ITTN-064: OS Update Playbook

  • Carlos Barría

Latest Revision: 2022-09-26

1 Abstract

Operative system updates are important because they offer security patches, introduces new features in software, protects the data and improves the performance overall. The following document consist in several steps to do this updates on our system.

2 OS Update Playbook

  1. Updates should generally occur first in dev, then TTS (stage), before being rolled out to LS/CP. CP should never be ahead of TTS.

  2. Look for hosts in foreman which the puppet agent hasn’t phoned in recently and resolve problems prior to starting OS update. (os = CentOS and last_report < “2 hours ago”).

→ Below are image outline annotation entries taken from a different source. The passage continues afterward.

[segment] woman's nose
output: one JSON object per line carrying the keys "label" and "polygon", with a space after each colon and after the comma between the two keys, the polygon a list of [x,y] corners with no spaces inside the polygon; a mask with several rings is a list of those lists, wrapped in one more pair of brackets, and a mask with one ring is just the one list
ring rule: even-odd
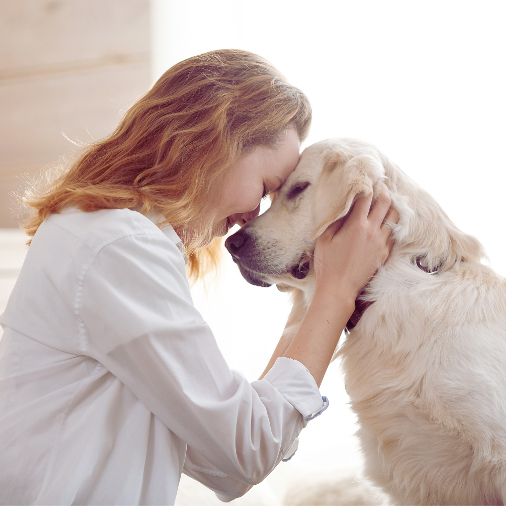
{"label": "woman's nose", "polygon": [[256,216],[258,216],[258,214],[260,212],[260,204],[259,204],[252,211],[249,213],[241,213],[241,218],[242,219],[242,223],[239,224],[241,226],[245,223],[247,223],[250,220],[252,220]]}

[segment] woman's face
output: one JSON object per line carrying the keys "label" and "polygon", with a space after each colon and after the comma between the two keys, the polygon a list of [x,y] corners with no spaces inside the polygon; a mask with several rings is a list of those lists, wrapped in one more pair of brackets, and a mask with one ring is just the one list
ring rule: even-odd
{"label": "woman's face", "polygon": [[[204,220],[212,217],[213,237],[225,235],[236,223],[242,226],[258,215],[262,197],[279,188],[295,168],[300,148],[297,130],[288,129],[275,146],[256,146],[218,178],[202,213]],[[192,234],[200,226],[188,223],[186,228]]]}
{"label": "woman's face", "polygon": [[297,131],[290,128],[275,146],[256,146],[225,172],[214,185],[209,200],[215,237],[258,215],[262,197],[279,188],[297,166],[300,149]]}

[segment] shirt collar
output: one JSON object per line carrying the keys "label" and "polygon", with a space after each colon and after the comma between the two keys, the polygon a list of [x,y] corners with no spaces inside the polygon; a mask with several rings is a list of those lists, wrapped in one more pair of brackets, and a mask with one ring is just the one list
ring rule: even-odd
{"label": "shirt collar", "polygon": [[183,241],[181,240],[181,238],[179,235],[176,233],[176,231],[172,228],[172,226],[171,225],[164,225],[163,227],[160,227],[158,226],[159,223],[161,223],[162,222],[165,221],[165,218],[163,217],[163,215],[161,214],[156,214],[155,213],[149,213],[146,215],[146,217],[151,221],[152,221],[160,230],[163,233],[163,234],[175,244],[178,247],[178,249],[181,252],[181,254],[184,257],[185,263],[187,264],[188,262],[188,258],[186,256],[186,254],[185,252],[185,247],[183,244]]}

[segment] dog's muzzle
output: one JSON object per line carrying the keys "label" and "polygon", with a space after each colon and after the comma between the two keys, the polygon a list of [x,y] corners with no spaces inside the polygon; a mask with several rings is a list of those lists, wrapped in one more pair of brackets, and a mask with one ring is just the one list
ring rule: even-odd
{"label": "dog's muzzle", "polygon": [[232,255],[232,259],[239,266],[242,277],[249,283],[256,286],[270,286],[272,283],[266,283],[259,278],[261,266],[255,254],[256,249],[255,241],[248,234],[246,227],[243,227],[231,235],[225,241],[225,247]]}

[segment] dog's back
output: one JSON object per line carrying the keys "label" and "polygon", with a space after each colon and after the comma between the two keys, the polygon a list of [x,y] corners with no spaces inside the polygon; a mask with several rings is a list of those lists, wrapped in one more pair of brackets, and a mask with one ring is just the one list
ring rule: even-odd
{"label": "dog's back", "polygon": [[476,239],[383,163],[397,244],[338,353],[366,473],[399,504],[503,504],[506,282],[480,262]]}

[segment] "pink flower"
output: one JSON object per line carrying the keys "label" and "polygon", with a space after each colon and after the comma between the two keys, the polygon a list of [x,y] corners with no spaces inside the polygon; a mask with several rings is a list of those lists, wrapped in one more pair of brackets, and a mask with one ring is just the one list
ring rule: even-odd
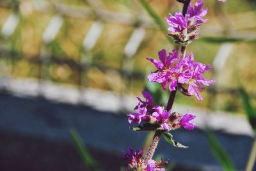
{"label": "pink flower", "polygon": [[170,116],[170,113],[164,107],[157,106],[153,108],[155,109],[155,112],[152,114],[152,117],[159,122],[162,128],[168,131],[170,129],[168,124],[166,123]]}
{"label": "pink flower", "polygon": [[194,123],[189,123],[191,120],[194,119],[196,116],[191,114],[186,114],[183,115],[182,118],[180,121],[180,126],[184,127],[188,130],[193,130],[196,126]]}
{"label": "pink flower", "polygon": [[165,17],[168,27],[168,35],[173,37],[177,43],[186,46],[194,39],[199,38],[198,29],[202,23],[207,20],[203,17],[207,14],[208,9],[202,8],[204,1],[198,0],[194,8],[189,4],[188,12],[183,16],[181,13],[176,12],[174,16]]}
{"label": "pink flower", "polygon": [[169,18],[165,17],[167,24],[171,27],[168,31],[172,33],[180,33],[188,27],[188,22],[189,16],[186,15],[185,17],[180,12],[176,12],[173,15],[170,14]]}
{"label": "pink flower", "polygon": [[138,105],[135,107],[134,110],[138,109],[139,108],[147,107],[148,109],[152,108],[154,107],[154,99],[151,94],[148,91],[143,91],[142,94],[146,99],[146,101],[143,101],[138,96],[137,99],[139,101]]}
{"label": "pink flower", "polygon": [[148,120],[148,115],[147,115],[147,108],[140,108],[139,113],[130,113],[127,115],[128,123],[130,124],[140,124],[141,121]]}
{"label": "pink flower", "polygon": [[[188,14],[189,15],[190,21],[193,20],[195,22],[195,24],[205,22],[207,20],[207,19],[203,19],[203,17],[207,13],[208,11],[207,8],[202,8],[203,5],[204,1],[202,0],[197,1],[195,4],[194,8],[191,4],[189,4],[188,8]],[[192,25],[192,24],[190,24],[190,25]]]}
{"label": "pink flower", "polygon": [[177,80],[175,73],[178,71],[179,68],[173,66],[175,62],[180,58],[179,53],[177,50],[173,50],[173,53],[169,53],[167,56],[165,49],[163,49],[158,52],[158,56],[160,61],[147,58],[158,69],[147,77],[148,80],[150,82],[161,83],[164,90],[166,90],[166,86],[168,83],[170,83],[169,89],[170,91],[175,90]]}
{"label": "pink flower", "polygon": [[202,91],[202,86],[209,86],[214,80],[205,80],[202,75],[211,68],[210,65],[205,65],[194,61],[192,52],[189,56],[180,58],[179,53],[173,50],[173,53],[166,56],[164,49],[159,52],[160,61],[147,58],[157,67],[157,70],[148,76],[150,82],[157,82],[161,84],[164,90],[169,84],[170,91],[176,89],[179,85],[187,91],[190,96],[195,95],[196,98],[203,100],[198,91]]}

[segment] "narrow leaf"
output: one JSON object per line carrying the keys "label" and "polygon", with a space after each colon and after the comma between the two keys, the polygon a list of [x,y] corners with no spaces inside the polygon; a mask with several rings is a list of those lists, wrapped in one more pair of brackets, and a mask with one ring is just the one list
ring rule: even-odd
{"label": "narrow leaf", "polygon": [[83,143],[82,139],[77,132],[73,129],[71,129],[70,131],[76,147],[80,153],[85,165],[91,168],[92,170],[100,170],[97,166],[96,162]]}
{"label": "narrow leaf", "polygon": [[[145,0],[140,0],[142,6],[144,7],[145,10],[148,12],[148,13],[150,15],[150,17],[153,19],[156,24],[159,26],[159,27],[165,33],[167,33],[167,27],[165,25],[164,22],[163,22],[163,20],[160,19],[160,17],[156,13],[156,12],[153,10],[153,9],[150,7],[148,3]],[[166,36],[168,41],[171,43],[173,43],[173,40],[170,38]]]}
{"label": "narrow leaf", "polygon": [[243,87],[239,88],[239,92],[243,98],[243,103],[247,115],[247,118],[252,127],[256,132],[256,111],[253,109],[250,101],[249,95]]}
{"label": "narrow leaf", "polygon": [[130,128],[131,130],[134,131],[150,131],[156,130],[159,126],[150,123],[145,123],[136,127]]}
{"label": "narrow leaf", "polygon": [[226,149],[218,140],[215,135],[210,131],[207,131],[208,142],[210,145],[211,149],[214,154],[215,158],[221,165],[224,171],[236,170],[236,167],[228,155]]}
{"label": "narrow leaf", "polygon": [[177,142],[176,140],[173,139],[173,136],[169,132],[164,132],[163,133],[164,139],[169,142],[171,145],[173,145],[174,147],[178,148],[188,148],[188,146],[185,146],[180,143]]}

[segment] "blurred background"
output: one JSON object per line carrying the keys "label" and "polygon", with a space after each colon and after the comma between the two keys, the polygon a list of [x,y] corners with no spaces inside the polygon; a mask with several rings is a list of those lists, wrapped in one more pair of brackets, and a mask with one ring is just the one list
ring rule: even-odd
{"label": "blurred background", "polygon": [[[216,83],[203,102],[177,93],[175,111],[198,115],[198,128],[173,133],[188,149],[161,141],[156,156],[170,170],[222,170],[210,128],[244,170],[254,134],[239,88],[256,106],[256,2],[204,1],[209,20],[188,52],[212,65],[205,77]],[[120,170],[122,150],[147,144],[150,135],[130,131],[125,114],[144,89],[166,103],[168,93],[147,82],[155,68],[145,57],[175,45],[143,2],[158,22],[182,9],[175,0],[0,1],[1,170],[93,170],[79,137],[97,168]]]}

    needs to be revised to work with almalinux

  3. Check for nodes which yum thinks already need an update – this should be “OK” but might be a sign of a past update which failed. (facts.yum_reboot_required = true)

  4. Announce on relevant slack that OS update is starting

  5. Run the misc / os update prepare job templates on all nodes. (this will use lot of bandwidth and take some time) - This cleans up yum transactions, forces a puppet agent run, and pre-downloads rpms.

    NOTE: sometimes some host will fail, check logs for dependency problems on puppet and run command yum erase -y puppet7-release puppet6-release puppet-release on failing host.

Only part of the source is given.